In contrast to ELV, hydrocephaly, which is characterized by more extensive separation of the ventricular walls and generally accompanied by loss or compression of CNS tissue, was not observed in any control fetuses or pups from this study, but was found in 2%, 1 %, 5% and 15% of BORA-exposed fetuses (low to high dose) on gd 20, in 5 and 9% of the premature postnatal deaths examined in the 0.6% and 0.8% BORA groups, and in 0.3% of pups at 0.4% BORA and 2% of pups at 0.6% BORA on pnd 21. Covariate analysis in this study indicated that lower fetal body weight was associated with higher incidence and greater severity of hydrocephaly. After adjusting for fetal body weight effects, there remained a significant dose-related effect of treatment upon hydrocephaly incidence and severity for all BORA groups. Covariate analysis indicated that hydrocephaly severity, but not incidence, covaried with pup body weight on pnd 21. There were dose-related increasing trends, and increased incidence and severity of hydrocephaly at 0.4% and 0.6% BORA on pnd 21 relative to the control group.
In the earlier study, 0. 1 % BORA (gd 0 to 20) was the lowest observed adverse effect level for reduced fetal body weight. Exposure to 0.4-0.8% BORA (gd 6 to 15) in this study was also associated with dose-related intrauterine growth retardation.
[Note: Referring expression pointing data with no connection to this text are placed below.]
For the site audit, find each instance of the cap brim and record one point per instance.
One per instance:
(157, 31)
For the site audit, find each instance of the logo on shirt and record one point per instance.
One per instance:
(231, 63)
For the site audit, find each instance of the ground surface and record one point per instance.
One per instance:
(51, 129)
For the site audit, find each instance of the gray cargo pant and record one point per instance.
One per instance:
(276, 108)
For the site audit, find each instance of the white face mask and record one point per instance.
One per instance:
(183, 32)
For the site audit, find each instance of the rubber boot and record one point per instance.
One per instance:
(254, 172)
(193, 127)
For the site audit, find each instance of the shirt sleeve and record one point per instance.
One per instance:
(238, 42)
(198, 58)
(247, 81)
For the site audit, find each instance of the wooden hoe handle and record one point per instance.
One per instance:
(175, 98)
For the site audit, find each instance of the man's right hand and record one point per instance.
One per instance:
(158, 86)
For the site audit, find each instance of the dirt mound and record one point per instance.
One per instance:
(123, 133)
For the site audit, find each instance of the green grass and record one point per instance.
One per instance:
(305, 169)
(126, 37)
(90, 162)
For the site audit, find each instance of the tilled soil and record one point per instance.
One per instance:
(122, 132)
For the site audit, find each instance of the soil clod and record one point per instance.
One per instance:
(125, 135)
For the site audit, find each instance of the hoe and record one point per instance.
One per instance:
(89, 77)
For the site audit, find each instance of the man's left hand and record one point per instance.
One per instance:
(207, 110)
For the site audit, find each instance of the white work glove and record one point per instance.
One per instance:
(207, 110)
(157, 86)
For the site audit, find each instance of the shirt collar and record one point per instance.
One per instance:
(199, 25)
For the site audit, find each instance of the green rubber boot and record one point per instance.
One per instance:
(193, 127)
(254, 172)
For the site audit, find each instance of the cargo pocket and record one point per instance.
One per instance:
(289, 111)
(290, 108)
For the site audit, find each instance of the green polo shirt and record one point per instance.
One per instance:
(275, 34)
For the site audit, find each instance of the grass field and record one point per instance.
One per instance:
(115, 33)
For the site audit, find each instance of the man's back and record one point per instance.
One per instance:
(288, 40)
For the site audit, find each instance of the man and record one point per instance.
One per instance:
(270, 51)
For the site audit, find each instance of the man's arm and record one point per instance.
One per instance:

Complete recovery from growth deficits was observed prior to the end of lactation at 0.4-0.6% BORA, but not at 0.8% BORA. The LOAEL for post implantation mortality was 0.8% BORA In the earlier study (Heindel et al., 1992a), but was 0.4% BORA in this study when postnatal mortality was taken into consideration. After adjusting for fetal body weight by covariate analysis, the incidence of ELV showed no significant dose-response relationship, but the incidence of hydrocephaly was increased at all doses. These results support the interpretation that BORA exposure during organogenesis adversely affects CNS development in the rat independent of its effect upon fetal growth. The LOAEL for adverse CNS effects in this study was 0.4% BORA in the diet, consistent with the outcome of the prior investigation in which CNS findings were observed at 0.4% (gd 0 to 20) and 0.8% (gd 6 to 15), but not at less than or equal to 0.2% BORA (gd 0 to 20).